Work shouldn't hurt
Every profession includes health risks, even if long-shot. Learn what to avoid and how to stay fit.



Every profession hides some health risks. Some are clearly seen, others may show in long-term. The point is work shouldn't hurt no one, from blue collars to project leads.


For blue collars most obvious are physical strains during work, especially their lower back and feet (from standing upright and lifting things). Administration usually sits on desks for long and that have an adverse effect on abdomen, spine and especially neck.
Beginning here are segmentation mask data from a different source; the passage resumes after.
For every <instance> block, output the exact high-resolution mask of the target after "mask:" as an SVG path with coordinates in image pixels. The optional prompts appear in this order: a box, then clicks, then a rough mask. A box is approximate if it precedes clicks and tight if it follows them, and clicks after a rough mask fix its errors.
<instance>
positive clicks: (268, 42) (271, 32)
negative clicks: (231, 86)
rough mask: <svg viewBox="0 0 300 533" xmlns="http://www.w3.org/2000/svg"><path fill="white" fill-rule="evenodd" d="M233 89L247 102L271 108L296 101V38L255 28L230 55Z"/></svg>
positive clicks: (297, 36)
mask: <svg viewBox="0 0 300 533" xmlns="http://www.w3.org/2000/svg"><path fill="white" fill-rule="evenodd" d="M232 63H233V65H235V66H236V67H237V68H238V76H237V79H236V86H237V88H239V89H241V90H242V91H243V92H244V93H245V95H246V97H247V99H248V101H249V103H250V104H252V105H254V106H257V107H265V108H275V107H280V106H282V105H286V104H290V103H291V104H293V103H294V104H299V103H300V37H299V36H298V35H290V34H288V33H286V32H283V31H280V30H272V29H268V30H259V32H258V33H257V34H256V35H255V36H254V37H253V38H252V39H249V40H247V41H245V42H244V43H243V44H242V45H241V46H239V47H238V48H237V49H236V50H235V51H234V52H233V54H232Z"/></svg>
For project leads, job pain might mean stress, as they're constantly multitasking: talking on two phones, typing on keyboard and speaking to people, all at once.


Work shouldn't hurt can be communicated through posters around the office and/or hashtags to employees' electronic devices. This way messages can reach anyone in the company, not depending if they've tech-related jobs or not. Posters/hashtags are supposed to educate employees and stimulate their curiosity to know more. Example: hashtags "workshouldnthurt" and "dontrepeatthatmistake", showing the mistake on and the right way to proceed; with "Care to know why?" section providing the details.

How would you stage or advertise your hack?

Of course, "Work shouldn't hurt" hacks have to be targeted to their intended audiences, e.g. communicate how to lift a box properly to people who usually do this type of work, or how to avoid multitasking to those who are suffering from it. Although all hacks might be beneficial for everyone at the company, as they share insight on other's jobs. Posters are to be placed in locations such as rest areas, bathrooms, so employees aren't busy there and can take a moment to look and remember the hack. Hashtags are to be communicated on lunch breaks, before or after work time, so employees don't feel pressured to instantly check or skip it. With time, campaign could form a trend and gain many followers; also valuable lessons of work-related topics can be communicated in this manner, expanding learning beyond the "Work shouldn't hurt" and offering desired scalability.